Solution by extracting a root

Pay attention -
This solution method is suitable for quadratic equations where there is no $b$, and $Y=0$, meaning quadratic equations that look like this:
$Y=x^2+c$
For example:
$X^2+4=0$
In equations of this type, we won't need to use the quadratic formula or other long methods, and we can use an efficient and quick way - taking the square root!

Let's learn through an example.
Let's solve together the equation:
$x^2-16=0$

Let's move terms and isolate $x^2$ so it will be alone on one side (even without a coefficient).
Let's perform:
$x^2=16$

Let's take the square root of both sides and remember to put $±$ because when taking the square root of a free number there are $2$ opposite solutions (one negative and one positive)
Let's solve:
$x=±4$

Let's write the answers we got in an organized way.
We will perform:
$X_1=4$
$X_2=-4$

Excellent! Now we'll continue practicing solving equations with one variable $1$, increase the difficulty level and encounter different cases.

Exercise with coefficient greater than $1$ for $x^2$:
$3x^2-9=0$

Solution:
Let's start by completely isolating $x^2$. We'll perform:
$3x^2=9$
$x^2=3$

Now, after we completely isolated $x^2$, we can take the square root of both sides. Let's not forget to put the $\pm$ sign
Let's solve:
$x=±\sqrt3$
Let's write the answers in an organized way:
$X_1=\sqrt3$
$X_2= -\sqrt3$

Exercise requiring finding the square root of a negative number:
$X^2+4=0$

Solution:
First, we'll move terms to isolate $X^2$
We'll perform:
$x^2=-4$
Now we need to find the square root as usual. But!! We cannot find the square root of a negative number!
This means that there is no number that when squared will give us a negative result.
Therefore when we try to find the square root:
$X=\sqrt{(-4)}$
The answer will be - no solution!
Note! If you leave the answer like this
$X=\sqrt{(-4)}$
it would be a mistake. You must write - no solution. Square root of a negative number cannot be found.

Another exercise:
$12x^2-240=0$

Solution:
At first glance, this exercise might look a bit intimidating because its numbers are relatively large. However, we can solve exercises like these easily using the method we've learned so far.
First, we'll completely isolate $x^2$.
We'll perform:
$12X^2=240$
We'll divide both sides by $12$ and get:
$x^2=20$
Now we'll take the square root and not forget the $\pm$ sign
We'll perform:
$X=±\sqrt{20}$
We'll write both answers in an organized way:
$X_1=-\sqrt{20}$

$X_2=\sqrt{20}$

Another exercise:
$3x^2+150=0$

Solution:
First, let's move terms to get:
$3x^2=-150$
Now let's divide both sides by $3$ to completely isolate $X^2$.
We get:
$X^2=-50$
At this point, we can already see that the equation has no solution because it's impossible for any number squared (whether positive or negative) to give us a negative number like $-50$.
Nevertheless, let's continue to show there's no solution and try to take the square root.
We get:
$x=±\sqrt{(-50)}$
The answer will be - no solution since we cannot take the square root of a negative number.

Important note –
Sometimes students get confused and tend to think there is only $1$ solution to the equation, the solution of the $+$.
This is a serious mistake since we still need to find the square root of $50-$ and not of $50$, therefore we won't get any solution when we need to find the square root of a negative number.
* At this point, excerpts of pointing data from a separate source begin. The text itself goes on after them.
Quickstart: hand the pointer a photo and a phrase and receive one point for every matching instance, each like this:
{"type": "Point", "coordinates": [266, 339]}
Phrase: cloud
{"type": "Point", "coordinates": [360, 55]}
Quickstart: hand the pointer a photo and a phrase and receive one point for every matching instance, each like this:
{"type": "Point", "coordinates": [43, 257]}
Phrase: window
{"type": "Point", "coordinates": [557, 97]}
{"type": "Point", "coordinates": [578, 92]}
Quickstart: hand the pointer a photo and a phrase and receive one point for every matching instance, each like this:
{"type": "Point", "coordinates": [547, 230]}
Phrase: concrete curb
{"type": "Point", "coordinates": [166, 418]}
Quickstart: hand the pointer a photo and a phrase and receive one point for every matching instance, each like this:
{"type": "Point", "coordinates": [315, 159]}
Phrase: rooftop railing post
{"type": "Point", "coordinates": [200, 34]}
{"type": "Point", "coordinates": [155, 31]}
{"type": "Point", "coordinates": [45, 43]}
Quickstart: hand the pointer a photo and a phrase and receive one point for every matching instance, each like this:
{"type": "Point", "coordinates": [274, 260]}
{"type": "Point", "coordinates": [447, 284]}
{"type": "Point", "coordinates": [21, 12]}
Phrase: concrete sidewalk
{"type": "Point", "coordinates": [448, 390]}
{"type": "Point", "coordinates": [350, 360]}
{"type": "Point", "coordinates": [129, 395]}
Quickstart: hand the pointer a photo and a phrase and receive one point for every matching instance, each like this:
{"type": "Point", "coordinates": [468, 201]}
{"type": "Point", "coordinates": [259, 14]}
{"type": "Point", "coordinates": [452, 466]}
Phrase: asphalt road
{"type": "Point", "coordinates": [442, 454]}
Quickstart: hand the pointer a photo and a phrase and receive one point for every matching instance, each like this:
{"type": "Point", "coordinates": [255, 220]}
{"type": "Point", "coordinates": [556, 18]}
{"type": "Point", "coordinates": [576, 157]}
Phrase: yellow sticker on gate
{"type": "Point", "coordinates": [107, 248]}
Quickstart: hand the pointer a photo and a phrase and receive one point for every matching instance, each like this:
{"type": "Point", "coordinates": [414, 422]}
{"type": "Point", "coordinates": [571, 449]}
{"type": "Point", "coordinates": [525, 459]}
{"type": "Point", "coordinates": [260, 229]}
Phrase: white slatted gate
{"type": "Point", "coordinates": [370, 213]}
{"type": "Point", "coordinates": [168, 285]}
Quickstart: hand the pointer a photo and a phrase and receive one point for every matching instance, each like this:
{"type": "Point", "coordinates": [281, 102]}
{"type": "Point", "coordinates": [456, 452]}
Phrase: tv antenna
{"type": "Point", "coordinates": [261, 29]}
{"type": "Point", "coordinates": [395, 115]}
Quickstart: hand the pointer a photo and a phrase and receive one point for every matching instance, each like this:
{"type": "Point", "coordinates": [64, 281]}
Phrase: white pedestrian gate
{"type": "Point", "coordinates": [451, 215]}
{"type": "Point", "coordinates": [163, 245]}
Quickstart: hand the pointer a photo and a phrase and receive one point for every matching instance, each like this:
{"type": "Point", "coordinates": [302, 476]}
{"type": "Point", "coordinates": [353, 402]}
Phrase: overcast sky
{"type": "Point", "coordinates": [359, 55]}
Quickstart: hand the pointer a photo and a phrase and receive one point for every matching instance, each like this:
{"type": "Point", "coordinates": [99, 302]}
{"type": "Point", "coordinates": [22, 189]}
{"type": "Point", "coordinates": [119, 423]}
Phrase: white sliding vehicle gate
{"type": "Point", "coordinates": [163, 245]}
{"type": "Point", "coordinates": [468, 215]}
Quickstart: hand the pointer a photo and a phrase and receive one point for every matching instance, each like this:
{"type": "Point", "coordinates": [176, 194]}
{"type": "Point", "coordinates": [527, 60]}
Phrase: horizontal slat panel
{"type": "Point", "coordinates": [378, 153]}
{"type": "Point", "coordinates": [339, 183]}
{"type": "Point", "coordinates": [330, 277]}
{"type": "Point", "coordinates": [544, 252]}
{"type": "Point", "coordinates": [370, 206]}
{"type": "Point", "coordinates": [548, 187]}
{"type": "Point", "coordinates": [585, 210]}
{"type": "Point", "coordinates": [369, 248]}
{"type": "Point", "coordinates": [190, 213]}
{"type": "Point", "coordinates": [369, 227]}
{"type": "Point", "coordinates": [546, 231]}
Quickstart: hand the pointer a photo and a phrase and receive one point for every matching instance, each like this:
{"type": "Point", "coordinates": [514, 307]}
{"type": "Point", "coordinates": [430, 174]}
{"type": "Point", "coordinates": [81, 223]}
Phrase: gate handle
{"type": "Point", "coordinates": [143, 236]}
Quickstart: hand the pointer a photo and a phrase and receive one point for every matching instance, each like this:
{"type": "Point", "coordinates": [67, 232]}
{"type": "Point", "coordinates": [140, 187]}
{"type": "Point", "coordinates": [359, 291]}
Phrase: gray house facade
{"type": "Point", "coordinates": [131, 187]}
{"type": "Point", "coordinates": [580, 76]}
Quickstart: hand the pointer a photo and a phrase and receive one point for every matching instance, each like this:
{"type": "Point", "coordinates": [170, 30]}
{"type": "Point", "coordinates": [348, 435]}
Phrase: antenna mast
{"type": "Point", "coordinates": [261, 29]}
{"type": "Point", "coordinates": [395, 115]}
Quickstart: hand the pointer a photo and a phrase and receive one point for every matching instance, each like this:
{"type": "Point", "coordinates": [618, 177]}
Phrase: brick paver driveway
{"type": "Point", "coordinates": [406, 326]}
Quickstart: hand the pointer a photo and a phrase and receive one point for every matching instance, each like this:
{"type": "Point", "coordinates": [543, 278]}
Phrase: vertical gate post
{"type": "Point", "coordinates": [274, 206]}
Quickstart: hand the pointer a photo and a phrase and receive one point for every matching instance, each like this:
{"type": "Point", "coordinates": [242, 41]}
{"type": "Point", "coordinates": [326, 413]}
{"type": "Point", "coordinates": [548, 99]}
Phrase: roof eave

Exercise with a fractional result:
$3X^2-4=0$

Solution:
First, we'll move terms to get:
$3x^2=4$
Now we'll divide both sides by $3$ to get:
$x^2=\frac43$
Note, don't be alarmed by getting a fraction, we'll continue as usual. The next step is to take the square root. We get:
$x=±\sqrt{\frac43}$
And we'll write the results in an organized way:
$X_1=\sqrt{\frac43}$
$X_2=-\sqrt{\frac43}$

Important note - when a square root can be easily simplified, like for the number $\sqrt{16}$ for example, you should not leave the answer like that and write $4$.
However, if you cannot get a whole number square root, it is usually fine to leave the answer with the square root.